Collecting gradients for multiple losses?

I am trying to do something like this (simplified version of my code):

for x in range(1,1000):
  output = model(data)
#Change Data
  loss = loss + F.nll_loss(output, target)

# Calculate gradients of model in backward pass
loss.backward()

# Collect gradients
final_result = final_result + myvar.grad.data

The problem is that a significant number of temporary variables are causing me to run out of GPU memory. Hence, is this next piece of code logically equivalent?

for x in range(1,1000):
  output = model(data)
  loss = F.nll_loss(output, target)
#Change data
# Calculate gradients of model in backward pass
  loss.backward(retain_graph=True)

# Collect gradients
  final_result = final_result + myvar.grad.data
  del loss
  del other_variables

If I am understand how .backward and .grad.data works correctly, then it should be equivalent. However, this is not the case for me and I’m currently looking for the bug.

The addition of final_result = final_result + myvar.grad.data won’t work, if you don’t zero out the gradients in each iteration.
Currently you are accumulating:

final_result = (grad0) + (grad0+grad1) + (grad0+grad1+grad2) + ...

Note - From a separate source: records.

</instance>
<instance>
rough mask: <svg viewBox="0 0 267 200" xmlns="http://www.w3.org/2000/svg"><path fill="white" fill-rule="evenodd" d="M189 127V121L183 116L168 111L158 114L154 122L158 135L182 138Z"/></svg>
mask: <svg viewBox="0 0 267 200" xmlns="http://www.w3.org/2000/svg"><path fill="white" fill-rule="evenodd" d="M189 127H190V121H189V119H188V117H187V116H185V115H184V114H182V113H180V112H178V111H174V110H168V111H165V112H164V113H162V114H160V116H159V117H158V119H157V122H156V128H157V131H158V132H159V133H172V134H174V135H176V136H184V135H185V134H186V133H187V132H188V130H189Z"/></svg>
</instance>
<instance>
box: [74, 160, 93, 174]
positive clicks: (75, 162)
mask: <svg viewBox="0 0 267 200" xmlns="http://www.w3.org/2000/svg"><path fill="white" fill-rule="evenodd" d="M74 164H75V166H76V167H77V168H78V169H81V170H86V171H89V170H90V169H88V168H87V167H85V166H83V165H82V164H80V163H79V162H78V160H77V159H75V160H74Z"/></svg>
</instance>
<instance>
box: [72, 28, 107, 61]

since loss.backward will already accumulate the gradients.
Another approach would be to let loss.backward() accumulate the gradients automatically and just assigning final_result after the loop.


# 1
torch.manual_seed(2809)
model = nn.Linear(1, 2, bias=False)
loss = 0.
for _ in range(1000):
    x = torch.randn(1, 1)
    target = torch.randint(0, 2, (1,))
    output = model(x)
    loss = loss + F.nll_loss(output, target)
    
loss.backward()
final_grad1 = model.weight.grad

# 2
torch.manual_seed(2809)
model = nn.Linear(1, 2, bias=False)
for _ in range(1000):
    x = torch.randn(1, 1)
    target = torch.randint(0, 2, (1,))
    output = model(x)
    loss = F.nll_loss(output, target)
    loss.backward()
    
final_grad2 = model.weight.grad

print(torch.allclose(final_grad1, final_grad2))
> True
1 Like

Is this still true that the loss.backward was accumulating the gradients despite me doing “del loss” during each loop?

The deletion of the loss shouldn’t make a difference, as the gradients were already accumulated.

1 Like

Sorry, One thing I forgot to add: I am doing model.zero_grad() after each iteration. Does this zero out the myvar.grad.data?

model.zero_grad will zero out the gradients of all internal parameters.
If you’ve registered self.myvar = nn.Parameter(...), it should be also zeroed out.

1 Like